3D mineralogy based on microCT, XRF elemental mapping and XRD
Rail Kadyrov
Unlike classical methods for determining the mineral composition of rocks, 3D-mineralogy, obtained based on X-ray computed tomography, allows to study the spatial arrangement of mineral phases in associations and the geometric features of the structure of the rock without violating its integrity. Based on CT results, it becomes possible to segment phases significantly different in X-ray attenuation coefficients corresponding to different minerals. However, since the X-ray radiation generated by the x-ray tube is not monochromatic, the absorption coefficients of various minerals will overlap, which excludes the unitary application of this approach.

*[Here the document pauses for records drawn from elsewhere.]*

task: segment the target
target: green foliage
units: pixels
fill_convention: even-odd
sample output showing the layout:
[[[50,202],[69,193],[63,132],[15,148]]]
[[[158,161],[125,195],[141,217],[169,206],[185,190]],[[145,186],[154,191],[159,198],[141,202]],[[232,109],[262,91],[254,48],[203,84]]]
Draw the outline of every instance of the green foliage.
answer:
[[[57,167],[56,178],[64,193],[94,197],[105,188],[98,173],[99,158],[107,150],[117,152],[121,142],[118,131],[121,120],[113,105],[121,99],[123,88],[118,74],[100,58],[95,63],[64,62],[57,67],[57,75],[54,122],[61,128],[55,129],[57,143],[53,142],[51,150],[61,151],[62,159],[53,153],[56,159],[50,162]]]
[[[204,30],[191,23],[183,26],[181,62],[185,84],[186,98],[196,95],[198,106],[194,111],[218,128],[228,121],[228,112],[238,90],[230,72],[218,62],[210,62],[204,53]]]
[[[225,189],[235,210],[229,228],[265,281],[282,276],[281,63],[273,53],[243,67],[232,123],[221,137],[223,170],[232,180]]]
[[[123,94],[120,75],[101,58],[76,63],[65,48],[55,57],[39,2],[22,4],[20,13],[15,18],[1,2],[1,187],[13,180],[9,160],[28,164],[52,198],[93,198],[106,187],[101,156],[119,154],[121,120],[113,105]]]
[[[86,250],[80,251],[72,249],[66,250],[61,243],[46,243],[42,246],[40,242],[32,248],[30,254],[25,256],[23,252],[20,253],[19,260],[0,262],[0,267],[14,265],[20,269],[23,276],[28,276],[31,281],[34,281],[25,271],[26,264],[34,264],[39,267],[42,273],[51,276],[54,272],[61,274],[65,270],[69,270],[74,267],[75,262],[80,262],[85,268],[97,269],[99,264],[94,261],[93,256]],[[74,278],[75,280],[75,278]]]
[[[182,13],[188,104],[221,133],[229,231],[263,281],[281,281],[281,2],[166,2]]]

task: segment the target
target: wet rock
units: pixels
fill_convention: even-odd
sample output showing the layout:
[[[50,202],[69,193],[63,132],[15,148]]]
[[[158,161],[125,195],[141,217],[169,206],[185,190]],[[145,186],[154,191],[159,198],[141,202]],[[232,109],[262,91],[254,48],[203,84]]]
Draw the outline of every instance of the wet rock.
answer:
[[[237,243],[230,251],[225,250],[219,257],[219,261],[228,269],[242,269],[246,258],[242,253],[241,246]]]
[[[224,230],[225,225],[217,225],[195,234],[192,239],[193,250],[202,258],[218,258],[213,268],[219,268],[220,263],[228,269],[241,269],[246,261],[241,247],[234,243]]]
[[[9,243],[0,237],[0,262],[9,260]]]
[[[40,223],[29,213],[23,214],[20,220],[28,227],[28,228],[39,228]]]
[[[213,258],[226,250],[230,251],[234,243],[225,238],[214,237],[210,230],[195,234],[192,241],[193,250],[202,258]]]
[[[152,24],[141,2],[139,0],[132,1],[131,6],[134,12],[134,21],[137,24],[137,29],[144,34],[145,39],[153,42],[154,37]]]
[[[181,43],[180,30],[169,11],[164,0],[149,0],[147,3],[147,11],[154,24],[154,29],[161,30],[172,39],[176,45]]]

The problem of 3D mineralogy for tube sources can be solved by using additional methods for determining the mineralogy on the surface of the sample, one of which is QEMSCAN - integrated automated mineralogy and petrography method that is based on the use of scanning electron microscopy (SEM) with energy-dispersive X-ray spectroscopy (EMF) detectors and software that controls automatic data collection and processing. However, the cost of such a solution can be very high.

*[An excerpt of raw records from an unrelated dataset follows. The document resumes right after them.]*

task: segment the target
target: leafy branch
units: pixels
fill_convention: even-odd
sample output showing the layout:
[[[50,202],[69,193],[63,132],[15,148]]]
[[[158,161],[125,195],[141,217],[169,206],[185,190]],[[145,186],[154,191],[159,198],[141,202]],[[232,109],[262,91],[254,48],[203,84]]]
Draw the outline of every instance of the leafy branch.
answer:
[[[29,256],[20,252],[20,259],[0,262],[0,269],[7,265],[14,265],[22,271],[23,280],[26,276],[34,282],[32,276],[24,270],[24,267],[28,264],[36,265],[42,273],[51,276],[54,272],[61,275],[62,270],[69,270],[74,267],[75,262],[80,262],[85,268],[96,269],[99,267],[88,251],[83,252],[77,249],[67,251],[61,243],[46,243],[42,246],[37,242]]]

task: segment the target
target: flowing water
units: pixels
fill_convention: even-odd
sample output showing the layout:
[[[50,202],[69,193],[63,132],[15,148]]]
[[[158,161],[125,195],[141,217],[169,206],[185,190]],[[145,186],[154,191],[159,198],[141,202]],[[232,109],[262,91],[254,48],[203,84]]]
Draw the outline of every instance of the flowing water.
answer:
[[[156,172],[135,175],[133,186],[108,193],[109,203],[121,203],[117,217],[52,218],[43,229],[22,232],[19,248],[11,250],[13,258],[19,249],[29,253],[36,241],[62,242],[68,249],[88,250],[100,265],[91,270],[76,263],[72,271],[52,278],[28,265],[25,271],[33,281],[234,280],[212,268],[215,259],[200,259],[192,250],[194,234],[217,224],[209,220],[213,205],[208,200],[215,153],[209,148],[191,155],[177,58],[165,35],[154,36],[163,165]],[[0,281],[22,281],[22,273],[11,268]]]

We suggest an alternative approach, which based on prevalent laboratory methods as XRF elemental mapping of the surface of the sample and the subsequent use of XRD to identify the mineral phases and conversion the resulting elemental maps into mineralogical. Next, mineralogical maps of the surface are combined with the spatially linked voxels with certain grayscale values, based on which the voxels are classified for the entire volume. Figure 1 shows three-dimensional mineralogy for a fragment of the Chelyabinsk meteorite, made according to the described technique. As can be seen from the figure, despite the use of additional methods, minerals with similar composition are still difficult to segment, since their grayscales overlap. The way out of this situation can be tomographic imaging of the sample at 2 different energies, which should improve the classification capabilities.
This work was funded by the subsidy allocated to Kazan Federal University for the state assignment in the sphere of scientific activities (Project No. 0671-2020-0048).